RESA has not invoked a statutory right in support of its motion to intervene as of right. Rather, it seeks such intervention based on a substantial interest in its business activities. RESA argues that the SPI hinders its ability to do business because it “necessarily will be in active concert and participation with Wilson” as his employer, and thus will be bound by the SPI's terms. (Doc. 13, #121-22). It also says that it “[can]not know[] whether customers and distributor networks it might contact, or business strategies it might pursue” are prohibited under the SPI. (Doc. 17, #171). Additionally, it objects that the SPI limits its ability “to deploy Wilson in a role in which he might compete with Qualus now that any non-compete covenant has expired.” (Id.). Qualus rebuts these points by arguing that RESA's interpretation of the SPI language is overbroad. (Doc. 16, #158, 161-64).
This is a close call. “[T]he applicant for intervention must have a direct and substantial interest in the litigation, such that it is a real party in interest in the transaction which is the subject of the proceeding.” Reliastar Life Ins. Co. v. MKP Invs., 565 Fed.Appx. 369, 372 (6th Cir. 2014) (cleaned up). RESA's claims that its business activities may be impacted arguably fall short of this threshold. The SPI binds RESA only if it is acting “in active concert or participation with [Wilson]” and it can freely conduct other aspects of its business. (Doc. 11, #98). Case law sufficiently defines the contours of “in concert and participation” so that any improper infringement on RESA's activities is unlikely. At the same time, RESA is correct that the SPI will impact how it can employ Wilson, even though the specified noncompetition period (one year) has passed, which strikes the Court as potentially a substantial interest. See, e.g., INVESCO Institutional (N.A.), Inc. v. Paas, Case No. 3:07-cv-175-R, 2008 WL 4858210 (W.D. Ky. Nov. 7, 2008) (allowing new employer to intervene as of right in trade secret/non-solicitation case between employees and former employer).

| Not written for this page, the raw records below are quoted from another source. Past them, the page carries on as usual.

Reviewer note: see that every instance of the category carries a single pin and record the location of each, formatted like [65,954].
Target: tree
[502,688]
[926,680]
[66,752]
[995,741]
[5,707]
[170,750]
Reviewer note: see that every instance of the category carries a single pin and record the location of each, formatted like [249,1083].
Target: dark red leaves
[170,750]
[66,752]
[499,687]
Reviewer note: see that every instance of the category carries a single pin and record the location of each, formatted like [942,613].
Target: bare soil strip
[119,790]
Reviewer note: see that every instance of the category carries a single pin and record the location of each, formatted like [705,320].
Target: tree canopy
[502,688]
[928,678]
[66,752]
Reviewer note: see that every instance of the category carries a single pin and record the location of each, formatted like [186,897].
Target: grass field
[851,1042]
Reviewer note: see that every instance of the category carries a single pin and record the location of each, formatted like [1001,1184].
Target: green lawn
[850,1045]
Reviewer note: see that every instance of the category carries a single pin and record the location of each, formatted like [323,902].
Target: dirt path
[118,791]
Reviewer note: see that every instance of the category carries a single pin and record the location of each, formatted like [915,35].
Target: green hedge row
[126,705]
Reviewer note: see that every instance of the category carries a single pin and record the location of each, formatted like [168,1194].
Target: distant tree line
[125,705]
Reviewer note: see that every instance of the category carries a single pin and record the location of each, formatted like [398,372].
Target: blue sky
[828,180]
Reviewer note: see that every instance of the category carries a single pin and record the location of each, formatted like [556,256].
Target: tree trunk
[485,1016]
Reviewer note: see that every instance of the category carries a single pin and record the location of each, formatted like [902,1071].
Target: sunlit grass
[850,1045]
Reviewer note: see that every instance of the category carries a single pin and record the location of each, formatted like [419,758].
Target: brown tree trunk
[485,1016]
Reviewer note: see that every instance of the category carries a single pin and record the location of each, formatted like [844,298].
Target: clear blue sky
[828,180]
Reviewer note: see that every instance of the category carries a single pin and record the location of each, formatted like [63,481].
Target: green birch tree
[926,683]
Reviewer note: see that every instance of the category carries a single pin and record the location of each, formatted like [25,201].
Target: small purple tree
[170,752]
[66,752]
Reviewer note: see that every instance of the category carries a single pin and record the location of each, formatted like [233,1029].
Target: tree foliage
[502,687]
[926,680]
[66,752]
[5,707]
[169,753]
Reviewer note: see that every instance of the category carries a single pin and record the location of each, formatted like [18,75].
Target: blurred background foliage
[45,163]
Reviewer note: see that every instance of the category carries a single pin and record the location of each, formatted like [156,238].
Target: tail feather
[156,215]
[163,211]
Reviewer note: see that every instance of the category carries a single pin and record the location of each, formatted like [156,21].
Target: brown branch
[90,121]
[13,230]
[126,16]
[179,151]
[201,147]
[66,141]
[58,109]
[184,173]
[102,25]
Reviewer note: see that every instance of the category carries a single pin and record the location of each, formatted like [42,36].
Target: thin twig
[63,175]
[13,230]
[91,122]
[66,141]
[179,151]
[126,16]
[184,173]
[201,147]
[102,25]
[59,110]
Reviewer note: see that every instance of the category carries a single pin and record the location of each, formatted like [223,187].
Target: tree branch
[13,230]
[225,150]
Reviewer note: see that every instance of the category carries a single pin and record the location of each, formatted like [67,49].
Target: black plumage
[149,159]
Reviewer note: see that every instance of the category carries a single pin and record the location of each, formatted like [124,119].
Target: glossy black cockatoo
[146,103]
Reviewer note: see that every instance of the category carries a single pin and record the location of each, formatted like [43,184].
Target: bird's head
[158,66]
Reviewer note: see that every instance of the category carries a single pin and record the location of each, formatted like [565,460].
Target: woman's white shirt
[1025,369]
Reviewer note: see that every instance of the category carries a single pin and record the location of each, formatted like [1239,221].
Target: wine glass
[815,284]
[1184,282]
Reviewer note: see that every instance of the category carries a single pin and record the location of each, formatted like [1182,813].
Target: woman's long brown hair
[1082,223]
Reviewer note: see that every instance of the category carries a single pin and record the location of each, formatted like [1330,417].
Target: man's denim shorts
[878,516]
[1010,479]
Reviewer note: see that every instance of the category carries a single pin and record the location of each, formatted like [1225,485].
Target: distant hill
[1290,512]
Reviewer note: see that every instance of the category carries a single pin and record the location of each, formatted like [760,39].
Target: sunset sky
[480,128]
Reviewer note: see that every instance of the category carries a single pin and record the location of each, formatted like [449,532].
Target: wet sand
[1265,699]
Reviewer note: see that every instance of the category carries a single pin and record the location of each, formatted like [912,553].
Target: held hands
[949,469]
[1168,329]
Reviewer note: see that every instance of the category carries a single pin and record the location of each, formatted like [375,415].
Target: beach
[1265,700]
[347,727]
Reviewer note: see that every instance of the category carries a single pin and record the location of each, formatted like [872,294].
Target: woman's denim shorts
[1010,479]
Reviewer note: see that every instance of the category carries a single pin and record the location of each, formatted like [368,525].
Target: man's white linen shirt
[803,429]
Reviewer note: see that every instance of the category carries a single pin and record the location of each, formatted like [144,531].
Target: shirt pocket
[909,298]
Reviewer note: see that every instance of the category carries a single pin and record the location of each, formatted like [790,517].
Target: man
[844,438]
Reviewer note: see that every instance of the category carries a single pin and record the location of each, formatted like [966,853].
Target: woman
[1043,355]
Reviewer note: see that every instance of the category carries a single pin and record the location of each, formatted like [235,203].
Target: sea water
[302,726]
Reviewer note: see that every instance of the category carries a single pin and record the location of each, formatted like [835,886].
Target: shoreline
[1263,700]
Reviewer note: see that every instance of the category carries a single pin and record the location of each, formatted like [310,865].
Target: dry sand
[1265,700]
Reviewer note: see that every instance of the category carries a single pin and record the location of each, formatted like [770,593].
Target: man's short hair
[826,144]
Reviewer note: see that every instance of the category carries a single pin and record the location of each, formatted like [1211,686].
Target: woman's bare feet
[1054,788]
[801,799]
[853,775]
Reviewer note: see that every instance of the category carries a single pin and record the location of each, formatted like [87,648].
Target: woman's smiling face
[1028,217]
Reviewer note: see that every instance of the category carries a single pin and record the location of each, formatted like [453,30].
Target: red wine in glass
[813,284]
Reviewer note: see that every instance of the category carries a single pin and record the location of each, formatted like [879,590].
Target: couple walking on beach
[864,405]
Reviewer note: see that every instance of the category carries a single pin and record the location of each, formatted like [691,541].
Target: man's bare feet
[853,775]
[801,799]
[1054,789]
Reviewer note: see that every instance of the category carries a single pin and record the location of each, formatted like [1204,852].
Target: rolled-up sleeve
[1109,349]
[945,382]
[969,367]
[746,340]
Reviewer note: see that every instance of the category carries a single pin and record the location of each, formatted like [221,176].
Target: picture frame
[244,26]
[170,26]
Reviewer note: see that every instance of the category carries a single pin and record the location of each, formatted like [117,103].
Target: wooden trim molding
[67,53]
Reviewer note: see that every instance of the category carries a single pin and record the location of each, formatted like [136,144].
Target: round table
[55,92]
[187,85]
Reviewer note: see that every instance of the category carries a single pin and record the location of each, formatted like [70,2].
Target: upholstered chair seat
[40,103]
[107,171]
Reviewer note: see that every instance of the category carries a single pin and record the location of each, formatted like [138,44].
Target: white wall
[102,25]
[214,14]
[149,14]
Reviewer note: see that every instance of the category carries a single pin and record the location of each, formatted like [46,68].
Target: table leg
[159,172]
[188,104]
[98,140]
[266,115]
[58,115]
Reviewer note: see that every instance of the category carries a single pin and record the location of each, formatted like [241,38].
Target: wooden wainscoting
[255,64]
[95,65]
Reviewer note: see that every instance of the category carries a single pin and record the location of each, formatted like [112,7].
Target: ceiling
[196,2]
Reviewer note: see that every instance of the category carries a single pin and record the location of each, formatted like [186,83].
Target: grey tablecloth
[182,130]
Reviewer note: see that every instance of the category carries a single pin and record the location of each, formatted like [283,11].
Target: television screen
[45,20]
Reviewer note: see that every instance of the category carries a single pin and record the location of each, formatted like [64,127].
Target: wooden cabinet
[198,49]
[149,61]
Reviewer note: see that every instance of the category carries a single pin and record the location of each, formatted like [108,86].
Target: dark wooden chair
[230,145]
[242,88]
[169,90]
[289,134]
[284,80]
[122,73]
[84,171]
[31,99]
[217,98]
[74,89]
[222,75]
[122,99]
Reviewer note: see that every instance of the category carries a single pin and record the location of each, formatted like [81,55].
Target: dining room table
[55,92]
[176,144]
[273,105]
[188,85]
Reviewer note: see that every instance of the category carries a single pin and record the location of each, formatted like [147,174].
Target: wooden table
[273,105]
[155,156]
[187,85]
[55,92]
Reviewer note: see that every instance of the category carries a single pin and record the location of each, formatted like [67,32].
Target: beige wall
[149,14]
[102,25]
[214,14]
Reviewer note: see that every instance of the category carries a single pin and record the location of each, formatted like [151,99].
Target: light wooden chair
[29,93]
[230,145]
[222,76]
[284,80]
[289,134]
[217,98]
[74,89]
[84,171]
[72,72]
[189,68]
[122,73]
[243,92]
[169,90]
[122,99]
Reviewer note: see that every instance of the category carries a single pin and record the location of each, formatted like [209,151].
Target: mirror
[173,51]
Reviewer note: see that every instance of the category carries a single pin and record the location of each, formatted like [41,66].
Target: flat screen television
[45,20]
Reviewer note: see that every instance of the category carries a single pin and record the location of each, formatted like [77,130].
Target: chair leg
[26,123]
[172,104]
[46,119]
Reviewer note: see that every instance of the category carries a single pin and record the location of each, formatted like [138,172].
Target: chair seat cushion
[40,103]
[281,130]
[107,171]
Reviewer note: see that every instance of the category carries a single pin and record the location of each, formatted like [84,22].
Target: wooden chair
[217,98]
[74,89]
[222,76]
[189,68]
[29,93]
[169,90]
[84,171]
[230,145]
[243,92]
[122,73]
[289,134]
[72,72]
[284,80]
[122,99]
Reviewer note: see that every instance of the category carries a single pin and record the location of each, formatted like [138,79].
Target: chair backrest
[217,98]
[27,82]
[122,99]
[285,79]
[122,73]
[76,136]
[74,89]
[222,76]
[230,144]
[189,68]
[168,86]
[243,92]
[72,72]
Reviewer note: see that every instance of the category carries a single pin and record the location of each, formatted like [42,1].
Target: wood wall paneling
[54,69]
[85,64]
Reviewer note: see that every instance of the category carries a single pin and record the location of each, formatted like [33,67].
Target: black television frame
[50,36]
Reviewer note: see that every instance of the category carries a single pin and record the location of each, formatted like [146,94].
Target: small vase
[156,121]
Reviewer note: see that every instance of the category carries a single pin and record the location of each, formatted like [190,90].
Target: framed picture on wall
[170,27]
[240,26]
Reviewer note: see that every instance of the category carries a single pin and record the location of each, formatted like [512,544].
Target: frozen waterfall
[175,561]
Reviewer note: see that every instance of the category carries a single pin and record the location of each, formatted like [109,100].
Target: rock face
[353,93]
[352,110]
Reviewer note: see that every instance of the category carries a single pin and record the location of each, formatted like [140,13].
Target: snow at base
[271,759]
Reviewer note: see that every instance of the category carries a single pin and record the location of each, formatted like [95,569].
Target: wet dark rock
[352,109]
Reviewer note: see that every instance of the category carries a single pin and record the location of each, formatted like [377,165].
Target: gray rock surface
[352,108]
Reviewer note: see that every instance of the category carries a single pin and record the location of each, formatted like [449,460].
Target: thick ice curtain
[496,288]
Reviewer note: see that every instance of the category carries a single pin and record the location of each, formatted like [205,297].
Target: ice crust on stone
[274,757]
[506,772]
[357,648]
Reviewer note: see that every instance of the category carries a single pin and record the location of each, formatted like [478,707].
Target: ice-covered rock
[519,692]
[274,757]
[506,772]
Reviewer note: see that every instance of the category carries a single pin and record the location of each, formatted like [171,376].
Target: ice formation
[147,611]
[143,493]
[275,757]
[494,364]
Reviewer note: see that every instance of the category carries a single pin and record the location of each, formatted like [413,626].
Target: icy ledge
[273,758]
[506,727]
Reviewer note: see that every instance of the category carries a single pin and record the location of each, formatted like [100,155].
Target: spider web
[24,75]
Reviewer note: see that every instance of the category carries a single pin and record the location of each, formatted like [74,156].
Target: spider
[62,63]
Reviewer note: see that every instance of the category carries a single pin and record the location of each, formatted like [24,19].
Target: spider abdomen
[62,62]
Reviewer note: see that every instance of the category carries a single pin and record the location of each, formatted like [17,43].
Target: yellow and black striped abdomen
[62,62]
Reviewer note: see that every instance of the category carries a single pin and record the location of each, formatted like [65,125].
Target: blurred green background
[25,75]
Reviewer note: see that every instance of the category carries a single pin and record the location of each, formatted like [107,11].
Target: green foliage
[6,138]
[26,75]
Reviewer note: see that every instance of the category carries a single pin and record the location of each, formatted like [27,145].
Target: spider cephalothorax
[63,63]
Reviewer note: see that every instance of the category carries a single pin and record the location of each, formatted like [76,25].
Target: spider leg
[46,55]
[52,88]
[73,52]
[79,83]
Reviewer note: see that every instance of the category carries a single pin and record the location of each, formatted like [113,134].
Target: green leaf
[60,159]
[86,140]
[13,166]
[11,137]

The Court concludes that it need not reach the issue, though, as RESA's arguments clearly support permissive intervention under Rule 24(b). While RESA did not move under that provision, district courts in this circuit have considered permissive intervention even where a movant does not directly raise it as an alternative argument. Cf. Atlas Noble, LLC v. Krizman Enters., 692 Fed.Appx. 256, 269 (6th Cir. 2017) (“Although his motion to intervene did not directly raise it, the district court also refused to allow [movant] permissive intervention.”); Siding & Insulation Co. v. Beachwood Hair Clinic, Inc., No. 1:11-cv-01074, 2012 WL 645996, at *2 (N.D. Ohio Feb. 28, 2012) (“Finally (and despite Acuity's failure to raise the issue) the Court considers permissive intervention under Rule 24(b)(1)(B).” (emphasis omitted)). District courts outside this circuit have handled the issue similarly. E.g., Linkous v. Am. Alternative Ins. Corp., No. 7:11-cv-278, 2011 WL 4894233, at *1 n.1 (W.D. Va. Oct. 13, 2011) (“Typically, motions to intervene argue both intervention as of right and permissive intervention. Thus, the Court will sua sponte raise the issue of permissive intervention and analyze both intervention as of right and permissive intervention[.]”); see Cooper v. Borough of Wenonah, 977 F.Supp. 305, 311 (D.N.J. 1997) (allowing permissive intervention without any motion to intervene at all). Given the case law from both within and outside this circuit, this Court concludes that it may consider permissive intervention in this case.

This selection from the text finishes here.